Pai nosso... bem, Pai nosso,

que estás no céu, coisa,

no paraíso, glória

ao Nosso Senhor Jesus Cristo,

não... santificado seja o Teu nome,

e seja... ou melhor,

que tudo seja como for melhor

para Você... no céu, e

também na Terra, em todo lugar onde

alcançais... enquanto na Terra

na Terra... no paraíso...

ou no inferno, amém."

(László Krasznahorkai, Sátántangó, trad.
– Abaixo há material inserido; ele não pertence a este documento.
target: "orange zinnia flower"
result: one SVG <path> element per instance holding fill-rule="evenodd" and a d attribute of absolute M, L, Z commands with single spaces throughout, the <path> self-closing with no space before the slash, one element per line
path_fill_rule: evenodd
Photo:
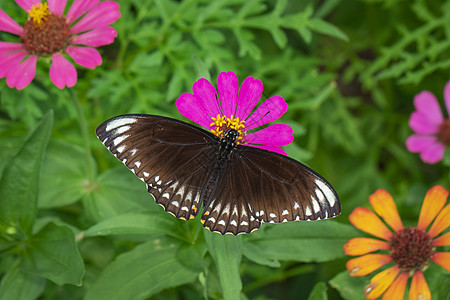
<path fill-rule="evenodd" d="M 382 299 L 403 299 L 410 274 L 412 281 L 409 299 L 431 299 L 430 289 L 423 275 L 424 268 L 432 260 L 450 271 L 450 252 L 436 251 L 436 247 L 450 246 L 450 232 L 437 237 L 450 226 L 450 204 L 444 208 L 447 197 L 448 191 L 442 186 L 432 187 L 425 195 L 419 223 L 416 227 L 406 229 L 394 199 L 383 189 L 369 197 L 376 214 L 364 207 L 353 210 L 349 216 L 353 226 L 382 240 L 360 237 L 353 238 L 344 245 L 345 254 L 363 255 L 347 262 L 350 275 L 365 276 L 386 264 L 394 263 L 370 280 L 370 284 L 364 289 L 366 299 L 376 299 L 383 293 Z M 426 231 L 434 219 L 433 225 Z M 384 251 L 371 253 L 376 250 Z"/>

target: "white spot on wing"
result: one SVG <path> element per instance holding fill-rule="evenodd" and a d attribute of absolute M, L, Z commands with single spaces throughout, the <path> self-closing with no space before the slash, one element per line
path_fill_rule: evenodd
<path fill-rule="evenodd" d="M 220 220 L 218 224 L 222 225 L 222 226 L 225 226 L 225 221 L 224 220 Z"/>
<path fill-rule="evenodd" d="M 213 223 L 216 223 L 216 219 L 214 219 L 214 217 L 209 217 L 208 221 L 211 221 Z"/>
<path fill-rule="evenodd" d="M 230 214 L 230 203 L 227 204 L 227 206 L 225 206 L 225 209 L 222 211 L 222 214 Z"/>
<path fill-rule="evenodd" d="M 270 214 L 269 214 L 269 217 L 271 217 L 271 218 L 276 218 L 276 217 L 277 217 L 277 215 L 276 215 L 276 214 L 274 214 L 274 213 L 270 213 Z"/>
<path fill-rule="evenodd" d="M 166 198 L 167 200 L 169 200 L 170 194 L 169 193 L 164 193 L 164 194 L 162 194 L 161 197 Z"/>
<path fill-rule="evenodd" d="M 287 209 L 283 210 L 283 212 L 281 213 L 282 216 L 288 215 L 289 212 L 287 211 Z"/>
<path fill-rule="evenodd" d="M 113 140 L 113 143 L 114 143 L 114 146 L 117 146 L 117 145 L 119 145 L 120 143 L 122 143 L 127 137 L 129 137 L 130 135 L 122 135 L 122 136 L 119 136 L 119 137 L 116 137 L 114 140 Z"/>
<path fill-rule="evenodd" d="M 178 203 L 178 201 L 172 201 L 172 205 L 173 205 L 173 206 L 176 206 L 176 207 L 179 207 L 179 206 L 180 206 L 180 204 Z"/>
<path fill-rule="evenodd" d="M 237 214 L 238 214 L 238 210 L 237 210 L 237 206 L 235 205 L 235 206 L 233 207 L 233 213 L 232 213 L 232 215 L 236 215 L 236 216 L 237 216 Z"/>
<path fill-rule="evenodd" d="M 131 155 L 135 155 L 137 151 L 138 149 L 134 148 L 133 150 L 131 150 Z"/>
<path fill-rule="evenodd" d="M 142 172 L 142 174 L 144 174 L 144 176 L 145 176 L 145 177 L 148 177 L 148 176 L 150 176 L 150 174 L 148 174 L 148 173 L 147 173 L 147 172 L 145 172 L 145 171 L 144 171 L 144 172 Z"/>
<path fill-rule="evenodd" d="M 336 196 L 334 195 L 333 191 L 319 179 L 316 179 L 315 182 L 317 186 L 320 188 L 320 190 L 325 194 L 325 198 L 327 198 L 328 203 L 330 203 L 330 206 L 333 207 L 336 204 Z"/>
<path fill-rule="evenodd" d="M 122 146 L 120 146 L 120 147 L 117 147 L 117 152 L 119 152 L 119 153 L 122 153 L 123 152 L 123 150 L 125 150 L 125 148 L 126 148 L 126 146 L 125 145 L 122 145 Z"/>
<path fill-rule="evenodd" d="M 311 195 L 311 202 L 314 208 L 314 212 L 318 213 L 320 211 L 320 205 L 319 202 L 317 202 L 316 198 L 313 197 L 313 195 Z"/>
<path fill-rule="evenodd" d="M 247 221 L 242 221 L 241 222 L 241 226 L 248 226 L 248 222 Z"/>
<path fill-rule="evenodd" d="M 309 205 L 306 206 L 305 215 L 307 215 L 307 216 L 312 215 L 311 208 L 309 208 Z"/>
<path fill-rule="evenodd" d="M 231 220 L 230 225 L 237 226 L 236 220 Z"/>
<path fill-rule="evenodd" d="M 187 206 L 183 206 L 182 208 L 181 208 L 181 210 L 184 210 L 184 211 L 189 211 L 189 208 L 187 208 Z"/>
<path fill-rule="evenodd" d="M 131 126 L 121 126 L 121 127 L 119 127 L 119 128 L 117 128 L 117 130 L 116 130 L 116 132 L 114 132 L 114 134 L 116 134 L 116 135 L 119 135 L 119 134 L 122 134 L 122 133 L 124 133 L 125 131 L 128 131 L 128 129 L 130 129 L 131 128 Z"/>
<path fill-rule="evenodd" d="M 128 125 L 128 124 L 133 124 L 137 121 L 137 119 L 135 118 L 119 118 L 119 119 L 115 119 L 110 121 L 107 125 L 106 125 L 106 131 L 111 131 L 117 127 L 120 126 L 124 126 L 124 125 Z"/>
<path fill-rule="evenodd" d="M 135 162 L 134 162 L 134 164 L 135 164 L 135 165 L 136 165 L 136 167 L 138 167 L 138 168 L 139 168 L 139 167 L 141 166 L 141 162 L 140 162 L 140 161 L 138 161 L 138 160 L 137 160 L 137 161 L 135 161 Z"/>

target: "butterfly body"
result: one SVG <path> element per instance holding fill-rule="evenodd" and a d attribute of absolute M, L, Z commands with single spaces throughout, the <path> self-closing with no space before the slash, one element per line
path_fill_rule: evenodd
<path fill-rule="evenodd" d="M 97 128 L 109 151 L 147 184 L 177 218 L 203 206 L 202 223 L 222 234 L 249 233 L 262 222 L 331 218 L 337 194 L 316 172 L 281 154 L 238 144 L 188 123 L 153 115 L 123 115 Z"/>

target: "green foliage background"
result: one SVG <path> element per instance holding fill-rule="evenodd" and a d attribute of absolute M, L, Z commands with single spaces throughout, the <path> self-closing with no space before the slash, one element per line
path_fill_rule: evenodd
<path fill-rule="evenodd" d="M 405 148 L 414 95 L 443 107 L 450 1 L 117 2 L 118 37 L 74 88 L 56 88 L 45 59 L 22 91 L 0 80 L 0 299 L 364 299 L 371 276 L 345 269 L 342 245 L 363 235 L 349 213 L 384 188 L 413 226 L 426 191 L 450 188 L 449 155 L 427 165 Z M 177 97 L 222 71 L 286 99 L 286 151 L 333 184 L 336 220 L 210 233 L 164 213 L 96 139 L 119 114 L 183 119 Z M 448 272 L 425 275 L 448 297 Z"/>

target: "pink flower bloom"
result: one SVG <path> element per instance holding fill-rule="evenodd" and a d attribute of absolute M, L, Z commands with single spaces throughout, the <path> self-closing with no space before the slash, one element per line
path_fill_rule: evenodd
<path fill-rule="evenodd" d="M 450 81 L 444 88 L 444 100 L 450 115 Z M 429 164 L 444 157 L 445 148 L 450 146 L 450 119 L 444 119 L 439 102 L 429 91 L 414 97 L 416 111 L 411 114 L 409 126 L 416 133 L 406 140 L 408 151 L 420 153 L 420 158 Z"/>
<path fill-rule="evenodd" d="M 93 47 L 111 44 L 117 36 L 108 26 L 120 18 L 114 1 L 74 0 L 64 14 L 67 0 L 16 0 L 28 13 L 22 26 L 0 10 L 0 31 L 17 35 L 21 43 L 0 41 L 0 78 L 18 90 L 33 80 L 39 56 L 51 57 L 50 79 L 60 89 L 77 82 L 77 71 L 63 53 L 83 67 L 101 65 L 100 53 Z"/>
<path fill-rule="evenodd" d="M 272 124 L 259 131 L 248 132 L 278 119 L 287 111 L 284 99 L 273 96 L 252 113 L 263 91 L 260 80 L 247 77 L 239 89 L 236 74 L 222 72 L 217 78 L 218 94 L 211 82 L 204 78 L 195 82 L 192 89 L 193 94 L 184 93 L 177 99 L 177 108 L 183 116 L 220 138 L 224 137 L 227 129 L 235 129 L 239 132 L 238 143 L 286 155 L 280 147 L 294 139 L 289 125 Z"/>

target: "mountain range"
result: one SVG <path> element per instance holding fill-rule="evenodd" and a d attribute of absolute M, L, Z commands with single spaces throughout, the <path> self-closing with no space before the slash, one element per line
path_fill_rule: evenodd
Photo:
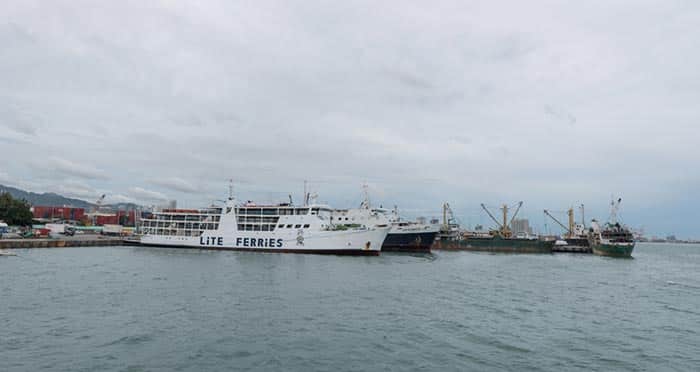
<path fill-rule="evenodd" d="M 31 191 L 25 191 L 18 189 L 16 187 L 0 185 L 0 194 L 8 192 L 15 199 L 24 199 L 31 205 L 41 205 L 47 207 L 75 207 L 75 208 L 85 208 L 89 210 L 95 207 L 95 203 L 90 203 L 85 200 L 67 198 L 63 195 L 59 195 L 53 192 L 36 193 Z M 124 209 L 134 209 L 140 207 L 133 203 L 118 203 L 111 205 L 103 205 L 103 207 L 110 207 L 112 209 L 124 210 Z"/>

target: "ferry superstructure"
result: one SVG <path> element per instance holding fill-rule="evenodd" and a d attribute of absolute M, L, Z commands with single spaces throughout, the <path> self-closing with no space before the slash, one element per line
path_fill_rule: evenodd
<path fill-rule="evenodd" d="M 369 197 L 365 198 L 360 208 L 339 209 L 332 215 L 338 225 L 375 224 L 391 226 L 391 230 L 382 244 L 382 251 L 430 253 L 435 237 L 440 232 L 439 225 L 405 221 L 399 217 L 397 208 L 389 211 L 384 208 L 371 208 Z"/>
<path fill-rule="evenodd" d="M 239 251 L 379 255 L 388 224 L 339 225 L 324 204 L 163 209 L 141 220 L 141 244 Z"/>

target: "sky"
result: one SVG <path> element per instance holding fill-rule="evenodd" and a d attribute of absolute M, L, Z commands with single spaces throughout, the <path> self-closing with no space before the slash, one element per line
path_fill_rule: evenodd
<path fill-rule="evenodd" d="M 700 238 L 700 2 L 3 0 L 0 184 Z M 559 214 L 564 218 L 563 214 Z M 548 222 L 548 225 L 552 225 Z M 550 226 L 551 227 L 551 226 Z"/>

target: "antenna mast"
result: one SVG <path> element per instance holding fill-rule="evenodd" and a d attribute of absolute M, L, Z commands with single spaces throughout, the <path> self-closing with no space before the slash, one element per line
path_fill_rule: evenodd
<path fill-rule="evenodd" d="M 370 208 L 368 188 L 369 187 L 367 186 L 366 182 L 362 184 L 363 200 L 362 200 L 362 204 L 360 205 L 360 207 L 365 208 L 365 209 Z"/>

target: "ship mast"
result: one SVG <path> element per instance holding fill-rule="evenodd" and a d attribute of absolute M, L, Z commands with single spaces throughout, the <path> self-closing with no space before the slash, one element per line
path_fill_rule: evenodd
<path fill-rule="evenodd" d="M 483 203 L 481 204 L 481 208 L 484 211 L 486 211 L 486 214 L 488 214 L 489 217 L 491 217 L 491 219 L 493 220 L 493 222 L 496 223 L 496 225 L 498 226 L 498 232 L 504 238 L 509 238 L 512 235 L 509 225 L 513 223 L 515 216 L 518 215 L 518 212 L 520 211 L 520 207 L 522 207 L 522 206 L 523 206 L 523 202 L 519 202 L 518 208 L 515 210 L 513 217 L 510 219 L 510 221 L 508 221 L 508 211 L 510 210 L 510 207 L 508 207 L 508 205 L 506 205 L 506 204 L 503 204 L 503 206 L 500 208 L 501 212 L 503 213 L 503 222 L 501 223 L 498 221 L 498 219 L 496 219 L 496 217 L 494 217 L 493 214 L 491 214 L 491 211 L 489 211 L 489 209 L 486 208 L 486 205 L 484 205 Z"/>
<path fill-rule="evenodd" d="M 622 203 L 622 198 L 615 200 L 613 198 L 610 201 L 610 224 L 614 225 L 617 223 L 617 213 L 620 211 L 620 203 Z"/>
<path fill-rule="evenodd" d="M 572 237 L 574 235 L 574 208 L 569 208 L 566 214 L 569 215 L 569 236 Z"/>
<path fill-rule="evenodd" d="M 369 186 L 367 186 L 367 183 L 362 184 L 362 204 L 360 204 L 360 208 L 364 209 L 369 209 L 370 208 L 370 203 L 369 203 L 369 191 L 368 191 Z"/>

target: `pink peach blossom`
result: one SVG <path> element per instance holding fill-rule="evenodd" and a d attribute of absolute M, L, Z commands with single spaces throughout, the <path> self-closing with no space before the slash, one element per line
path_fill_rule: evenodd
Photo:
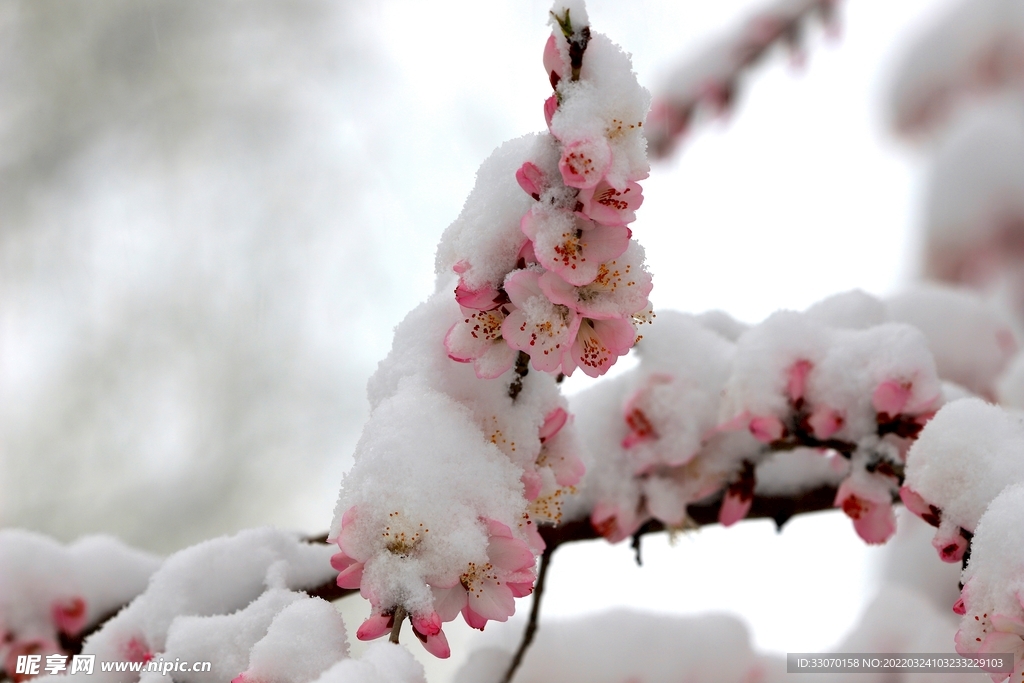
<path fill-rule="evenodd" d="M 569 187 L 588 189 L 604 178 L 612 163 L 612 149 L 604 137 L 573 140 L 562 146 L 558 170 Z"/>
<path fill-rule="evenodd" d="M 544 172 L 541 171 L 536 164 L 527 161 L 519 170 L 516 171 L 516 182 L 519 183 L 519 187 L 523 188 L 523 191 L 540 201 L 540 195 L 547 189 L 548 181 L 544 177 Z"/>
<path fill-rule="evenodd" d="M 448 357 L 459 363 L 472 363 L 480 379 L 494 379 L 507 372 L 516 357 L 515 350 L 502 336 L 507 309 L 464 309 L 462 320 L 452 325 L 444 337 Z"/>
<path fill-rule="evenodd" d="M 604 225 L 628 225 L 636 220 L 636 210 L 644 201 L 643 189 L 634 182 L 623 189 L 602 180 L 592 188 L 580 190 L 576 199 L 583 205 L 583 215 Z"/>
<path fill-rule="evenodd" d="M 57 631 L 69 636 L 77 636 L 85 628 L 85 600 L 81 596 L 72 596 L 54 600 L 50 606 L 50 614 Z"/>
<path fill-rule="evenodd" d="M 644 310 L 654 287 L 644 267 L 643 248 L 632 240 L 621 256 L 600 264 L 588 284 L 573 286 L 550 271 L 538 284 L 551 301 L 594 320 L 629 318 Z"/>
<path fill-rule="evenodd" d="M 488 621 L 506 621 L 515 613 L 515 598 L 529 594 L 535 576 L 530 548 L 501 522 L 484 520 L 487 526 L 487 562 L 470 563 L 458 583 L 432 587 L 434 609 L 441 621 L 460 612 L 472 628 L 483 630 Z"/>
<path fill-rule="evenodd" d="M 583 318 L 562 371 L 570 375 L 579 367 L 590 377 L 600 377 L 619 356 L 626 355 L 635 342 L 636 328 L 629 320 Z"/>
<path fill-rule="evenodd" d="M 537 262 L 577 287 L 593 282 L 602 263 L 621 256 L 632 234 L 629 228 L 599 225 L 582 214 L 539 205 L 520 226 L 533 242 Z"/>
<path fill-rule="evenodd" d="M 838 410 L 818 406 L 807 418 L 807 425 L 818 439 L 828 439 L 843 428 L 845 418 Z"/>
<path fill-rule="evenodd" d="M 857 535 L 871 544 L 885 543 L 896 533 L 896 514 L 878 487 L 866 486 L 848 477 L 836 491 L 835 507 L 853 520 Z"/>
<path fill-rule="evenodd" d="M 505 280 L 505 291 L 516 306 L 501 324 L 508 345 L 530 354 L 533 367 L 554 372 L 576 337 L 580 319 L 567 306 L 552 303 L 537 284 L 540 273 L 519 270 Z"/>

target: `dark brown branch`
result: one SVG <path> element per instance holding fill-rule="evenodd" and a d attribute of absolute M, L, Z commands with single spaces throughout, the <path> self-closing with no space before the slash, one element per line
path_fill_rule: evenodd
<path fill-rule="evenodd" d="M 398 645 L 398 637 L 402 634 L 402 622 L 405 621 L 405 608 L 399 605 L 395 608 L 394 624 L 391 625 L 391 636 L 388 637 L 395 645 Z"/>
<path fill-rule="evenodd" d="M 782 526 L 795 515 L 832 509 L 832 502 L 835 500 L 835 495 L 836 490 L 826 486 L 807 491 L 795 498 L 755 496 L 753 505 L 750 508 L 750 513 L 747 515 L 747 519 L 772 519 L 775 521 L 776 526 L 781 529 Z M 686 509 L 686 512 L 690 519 L 698 526 L 717 524 L 718 509 L 721 505 L 721 501 L 700 505 L 690 505 Z M 639 538 L 641 536 L 665 530 L 666 528 L 663 524 L 651 520 L 636 532 L 635 537 L 637 539 L 637 543 L 639 543 Z M 544 588 L 544 577 L 547 565 L 550 562 L 551 554 L 554 553 L 559 546 L 565 543 L 592 541 L 602 538 L 601 535 L 594 530 L 594 527 L 590 525 L 589 519 L 567 522 L 566 524 L 562 524 L 557 527 L 542 526 L 539 531 L 540 535 L 544 538 L 544 542 L 547 544 L 547 548 L 541 555 L 540 573 L 537 577 L 537 588 L 533 594 L 533 607 L 531 608 L 531 620 L 533 621 L 536 620 L 536 615 L 540 612 L 540 599 Z M 326 543 L 327 534 L 321 534 L 307 540 L 310 543 Z M 340 600 L 348 595 L 359 592 L 358 589 L 339 588 L 334 578 L 319 586 L 313 586 L 305 590 L 310 596 L 323 598 L 327 601 Z M 85 639 L 98 631 L 107 622 L 107 620 L 117 614 L 122 608 L 123 607 L 119 607 L 116 610 L 103 615 L 96 621 L 96 623 L 86 628 L 78 636 L 61 636 L 61 647 L 70 654 L 80 654 L 82 651 L 82 643 Z M 536 625 L 534 625 L 532 629 L 528 627 L 530 640 L 532 640 L 533 632 L 535 630 Z M 527 634 L 524 633 L 524 642 L 526 645 L 520 645 L 520 649 L 523 650 L 523 652 L 525 652 L 526 648 L 529 647 L 529 640 L 526 640 L 526 635 Z"/>
<path fill-rule="evenodd" d="M 548 576 L 548 566 L 551 564 L 551 556 L 555 554 L 558 546 L 549 545 L 540 556 L 540 568 L 537 570 L 537 585 L 533 589 L 533 599 L 530 603 L 530 620 L 526 623 L 526 630 L 523 631 L 523 639 L 519 642 L 519 649 L 516 650 L 512 661 L 508 665 L 505 677 L 501 683 L 512 683 L 512 677 L 516 675 L 516 669 L 523 661 L 523 656 L 530 649 L 533 637 L 537 633 L 537 624 L 540 620 L 540 601 L 544 594 L 544 581 Z"/>
<path fill-rule="evenodd" d="M 513 402 L 519 398 L 519 392 L 523 390 L 523 378 L 530 372 L 530 356 L 525 351 L 516 354 L 516 376 L 508 385 L 508 395 Z"/>

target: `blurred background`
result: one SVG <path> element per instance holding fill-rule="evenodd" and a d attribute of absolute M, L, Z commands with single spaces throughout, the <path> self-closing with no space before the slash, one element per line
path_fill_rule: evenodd
<path fill-rule="evenodd" d="M 656 89 L 762 4 L 588 7 Z M 657 307 L 756 322 L 929 270 L 936 144 L 898 138 L 893 103 L 950 6 L 848 0 L 841 35 L 808 33 L 802 66 L 773 53 L 654 166 L 634 233 Z M 161 552 L 324 531 L 441 232 L 479 163 L 544 126 L 547 9 L 0 2 L 0 525 Z M 626 547 L 560 551 L 545 614 L 727 610 L 758 648 L 822 650 L 885 566 L 831 513 L 645 547 L 642 569 Z"/>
Paulo Schiller, Cia das Letras, 2022, p. 188-189)

*

A cena de leitura em Krasznahorkai faz pensar naquela que Ricardo Piglia - em seu romance O caminho de Ida - encontra no filme Johnny Guitar.  Os personagens de Krasznahorkai evocam traços muito tênues de experiências de leitura, construindo essa percepção compartilhada a partir de dois polos antagônicos: de um lado, a Bíblia; de outro, as histórias de detetive (polos que são condensados por Rodolfo Walsh quando publica um artigo no La Nación, em 14 de fevereiro de 1954, intitulado Dos mil quinientos años de literatura policial, articulando Poe e a Bíblia, escrevendo que "Daniel foi o primeiro detetive da história" - Daniel que, ao interpretar os sonhos de Nabucodonosor, é identificado como um precursor também por Freud).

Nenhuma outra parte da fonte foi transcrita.